The ice cream van would come down our street almost daily during the long hot summers of my childhood (yes I know they probably weren't long or hot but we always think they are when looking back on them) and we'd rush after it until it stopped like it was some sort of motorised Pier Piper. We'd usually get soft scoop cones and if we had enough pocket money, we'd get a Cadbury's chocolate flake added to it and that would be called a 99. We'd sometimes get lollypops or now and again we'd get sliders. We didn't often get sliders from the ice cream van as they were something we could fix outselves if mum had a tub of ice cream in the freezer.
A slider : a rectangular block of ice cream about an inch thick between two wafers.
We'd eat a slider with all the reverence and tradition that is now used here for eating oreos. Some would simply lick the sides and wear away the ice cream until you got to the point when you could squeeze the wafers together and the remaining ice cream would ouse out and be licked off, leaving the complete wafers as a sort of bonus at the end. Others would bite into the wafer/ice cream block and eat it all that way.
I was a side licker !!
Maybe anyone reading this from foreign parts could let me know what you call such an ice cream treat as I'm sure they exist in most countries.
Of course, I'd never heard of oreos until very recently and have still never actually eaten one. But as fo the ice cream - "slider" is new to me, and a good word too! Here in Leeds it was just "do you want a cone or a wafer?"
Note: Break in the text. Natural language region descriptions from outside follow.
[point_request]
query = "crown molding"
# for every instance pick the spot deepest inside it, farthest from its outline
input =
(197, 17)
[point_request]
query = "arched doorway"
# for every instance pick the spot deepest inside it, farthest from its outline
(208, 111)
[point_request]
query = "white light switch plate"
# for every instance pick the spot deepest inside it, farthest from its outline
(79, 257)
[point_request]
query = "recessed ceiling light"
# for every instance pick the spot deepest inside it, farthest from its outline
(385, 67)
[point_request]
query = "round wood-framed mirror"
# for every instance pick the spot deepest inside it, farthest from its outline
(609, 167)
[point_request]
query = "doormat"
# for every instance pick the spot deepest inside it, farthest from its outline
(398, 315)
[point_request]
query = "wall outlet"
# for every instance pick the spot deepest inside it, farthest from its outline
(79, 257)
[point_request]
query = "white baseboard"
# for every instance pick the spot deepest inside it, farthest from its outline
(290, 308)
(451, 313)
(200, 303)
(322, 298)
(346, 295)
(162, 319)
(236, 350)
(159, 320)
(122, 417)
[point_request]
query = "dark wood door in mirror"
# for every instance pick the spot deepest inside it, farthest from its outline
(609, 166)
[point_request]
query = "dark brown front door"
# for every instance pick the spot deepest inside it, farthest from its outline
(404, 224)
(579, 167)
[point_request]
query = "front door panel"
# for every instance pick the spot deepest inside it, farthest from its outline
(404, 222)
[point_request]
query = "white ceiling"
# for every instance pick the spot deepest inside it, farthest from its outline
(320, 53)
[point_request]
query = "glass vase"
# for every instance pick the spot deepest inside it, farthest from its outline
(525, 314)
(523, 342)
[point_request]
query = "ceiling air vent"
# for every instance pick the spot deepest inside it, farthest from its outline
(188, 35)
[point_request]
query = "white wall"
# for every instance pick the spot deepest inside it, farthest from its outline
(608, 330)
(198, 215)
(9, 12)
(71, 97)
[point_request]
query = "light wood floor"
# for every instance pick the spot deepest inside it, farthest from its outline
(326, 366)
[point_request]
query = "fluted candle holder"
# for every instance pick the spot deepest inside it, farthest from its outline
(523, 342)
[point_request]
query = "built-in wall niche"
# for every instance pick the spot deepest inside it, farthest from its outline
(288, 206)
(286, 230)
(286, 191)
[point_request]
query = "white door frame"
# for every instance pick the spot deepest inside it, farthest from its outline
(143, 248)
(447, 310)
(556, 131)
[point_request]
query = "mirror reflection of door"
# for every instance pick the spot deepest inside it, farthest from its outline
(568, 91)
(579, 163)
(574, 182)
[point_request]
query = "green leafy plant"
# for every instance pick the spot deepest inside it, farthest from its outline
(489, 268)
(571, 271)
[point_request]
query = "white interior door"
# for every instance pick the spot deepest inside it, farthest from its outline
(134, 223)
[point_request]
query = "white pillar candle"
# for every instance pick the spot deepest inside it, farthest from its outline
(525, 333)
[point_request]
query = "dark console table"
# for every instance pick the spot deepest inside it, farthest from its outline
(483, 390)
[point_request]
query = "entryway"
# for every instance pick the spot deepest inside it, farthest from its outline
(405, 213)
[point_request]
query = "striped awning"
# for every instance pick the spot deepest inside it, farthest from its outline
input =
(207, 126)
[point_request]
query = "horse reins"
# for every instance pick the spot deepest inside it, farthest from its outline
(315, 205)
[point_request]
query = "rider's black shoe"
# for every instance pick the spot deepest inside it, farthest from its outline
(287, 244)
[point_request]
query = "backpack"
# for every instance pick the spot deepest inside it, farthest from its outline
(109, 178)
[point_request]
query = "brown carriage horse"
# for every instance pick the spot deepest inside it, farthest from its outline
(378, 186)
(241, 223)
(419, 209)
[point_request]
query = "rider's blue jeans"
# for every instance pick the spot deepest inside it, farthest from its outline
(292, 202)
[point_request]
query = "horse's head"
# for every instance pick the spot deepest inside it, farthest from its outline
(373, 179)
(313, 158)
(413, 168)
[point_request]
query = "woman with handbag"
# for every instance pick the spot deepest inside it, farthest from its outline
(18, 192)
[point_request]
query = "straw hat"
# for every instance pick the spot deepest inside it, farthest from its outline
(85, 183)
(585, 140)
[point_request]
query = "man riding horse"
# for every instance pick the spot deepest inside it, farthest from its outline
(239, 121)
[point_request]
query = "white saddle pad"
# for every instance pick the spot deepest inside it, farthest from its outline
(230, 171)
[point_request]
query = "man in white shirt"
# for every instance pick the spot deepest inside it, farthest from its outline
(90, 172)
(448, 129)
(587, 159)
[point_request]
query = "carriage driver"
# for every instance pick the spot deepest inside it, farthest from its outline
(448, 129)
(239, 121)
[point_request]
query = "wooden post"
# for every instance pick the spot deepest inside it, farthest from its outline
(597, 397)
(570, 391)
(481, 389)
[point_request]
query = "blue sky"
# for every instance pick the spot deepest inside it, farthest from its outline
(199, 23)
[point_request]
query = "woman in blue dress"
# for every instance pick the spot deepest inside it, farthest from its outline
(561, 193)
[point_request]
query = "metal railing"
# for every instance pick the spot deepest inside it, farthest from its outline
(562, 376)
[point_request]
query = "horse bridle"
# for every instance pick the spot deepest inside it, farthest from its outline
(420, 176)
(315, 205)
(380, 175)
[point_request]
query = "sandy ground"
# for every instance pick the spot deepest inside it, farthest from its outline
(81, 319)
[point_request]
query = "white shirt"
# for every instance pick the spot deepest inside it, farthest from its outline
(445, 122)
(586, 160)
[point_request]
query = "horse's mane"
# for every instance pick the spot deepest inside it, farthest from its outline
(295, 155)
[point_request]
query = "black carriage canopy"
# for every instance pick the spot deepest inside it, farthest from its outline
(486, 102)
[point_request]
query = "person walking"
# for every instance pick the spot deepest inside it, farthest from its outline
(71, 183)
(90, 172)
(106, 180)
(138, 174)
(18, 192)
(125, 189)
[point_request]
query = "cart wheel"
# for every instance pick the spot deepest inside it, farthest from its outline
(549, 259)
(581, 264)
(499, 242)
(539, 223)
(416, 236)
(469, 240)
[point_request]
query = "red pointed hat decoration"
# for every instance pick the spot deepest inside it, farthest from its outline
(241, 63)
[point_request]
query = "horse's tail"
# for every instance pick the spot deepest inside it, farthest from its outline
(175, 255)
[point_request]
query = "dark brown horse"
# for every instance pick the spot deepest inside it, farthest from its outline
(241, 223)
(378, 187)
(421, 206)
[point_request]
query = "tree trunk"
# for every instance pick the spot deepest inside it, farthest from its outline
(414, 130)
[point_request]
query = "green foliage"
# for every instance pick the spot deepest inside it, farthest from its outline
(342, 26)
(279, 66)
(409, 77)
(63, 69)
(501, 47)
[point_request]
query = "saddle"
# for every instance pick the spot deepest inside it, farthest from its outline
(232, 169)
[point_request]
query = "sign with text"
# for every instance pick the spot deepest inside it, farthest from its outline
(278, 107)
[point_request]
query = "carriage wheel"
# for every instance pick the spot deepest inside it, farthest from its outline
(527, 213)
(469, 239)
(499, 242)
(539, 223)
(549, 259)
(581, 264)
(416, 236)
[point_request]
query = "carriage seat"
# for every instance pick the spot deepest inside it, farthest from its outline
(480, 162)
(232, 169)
ReplyDeleteI hate it when people ruin good ice cream with bad wafers! I think of the wafers on sliders as a way of holding the icecream but definitely not a bonus at the end. Still ate them though! (I don't remember calling them sliders but can't think what we did call them.)
ReplyDeleteWe called them wafers and I was a 'side licker' too!
ReplyDeleteWe'd call it an ice cream sandwich. I'm a side licker also.
ReplyDeleteA slider here is a slang term for a hamburger.
I don't like 99's.
Don't even get me started on ice lollies!
Hmmm ... well, am I from foreign parts, since you're over there, and I'm over here, I wonder?
ReplyDeleteWe didn't call them sliders. We just called them 'wafers'. And it was a choice between those and cornets. Dad liked wafers, but I liked cornets because they were easier to bite into without making your teeth cold!
We always called them wafers, not very original I know, but I always ate mine exactly like you. Happy days.